Week 1 ML Flashcards
Scientific Approach
- Systematic pursuit of knowledge
- Logical steps: Problem - Hypotheses
- Data collection: Observation of behaviour or experimentation
- Test hypotheses and draw conclusions
Research Methods
The systematic approach to answering questions
Statistics
- Numbers that summarise observations
- Mathematical procedures to produce those numbers
Scientific Method
- Theory
- Hypothesis
- Exp/Observe (research methods)
- Evidence (statistics)
- Theory
Testing hypothesis
- Reproducible observation of the hypothesised effect in action
- Controlled (reproducible) circumstances
- Empirically observed
- Variables measured and/or controlled
- Alternative explanations controlled/eliminated
- Observation/interpretation is unbiased
The scientist practitioner model
Furthers understanding through research
• Consumers of research
• Evidence-based practice
• Inform own practice and methodology
Scientific Enquiry
- Choose something to observe
- Choose method of observation
- Describe observations
- Identify variation in observations
- Explain variations
Types of data
Categorical
- > Nominal
- > Ordinal
Continuous
- > Interval
- > Ratio
Nominal data
refers only to identity information, that is values are ascribed that have no inherent order, or magnitude.
For example, gender, nationality, or the number assigned in a race are all types of nominal data
-> names of things without meaning
Ordinal data
describes identity, but has magnitude.
For example, medal positions in a race are types of ordinal data.
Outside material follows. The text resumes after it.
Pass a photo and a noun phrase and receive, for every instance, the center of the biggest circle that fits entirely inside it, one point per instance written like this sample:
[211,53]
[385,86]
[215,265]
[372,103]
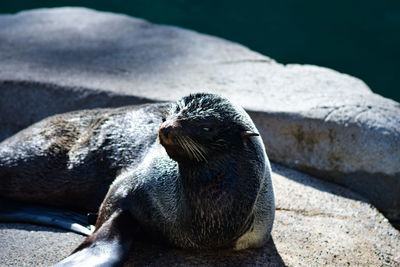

They have a sequential order (the gold medalist beat the silver medalist beat the bronze medalist), but this measure doesn’t tell us anything about the interval between each competitor, they are categorised as 1 - 2 - 3
-> data that is ordered without fixed intervals
Interval data
a continuous type of variable, measuring identity and magnitude and fixed intervals between units of measurement.
For example, temperature. Here, the difference between 20 degrees and 30 degrees is the same as between 60 degrees and 70 degrees. We can order our data points by magnitude as we do with ordinal data, but we can also quantify the amount of difference between data points.
-> data that has fixed intervals allowing us to order it
Ratio data
identity, magnitude, fixed interval and there is a true zero.
For example, the time a race is run cannot be a negative value.
-> time, height, where there are fixed intervals but there is a “true zero” which the data can not run under
Descriptive statistics
- Each observation is a “Datum”: Plural is “Data”
- A bunch of data is often called a “Data Set”
- Different types of data are analysed in different ways
- Most basic description is how frequently similar observations occurred
- Easiest description to follow is a picture
Data through pictures
- Bar graph
- Line graph
- Pie chart
- Scatter Plot
Categorical data through pictures
- Pie chart
- Bar graph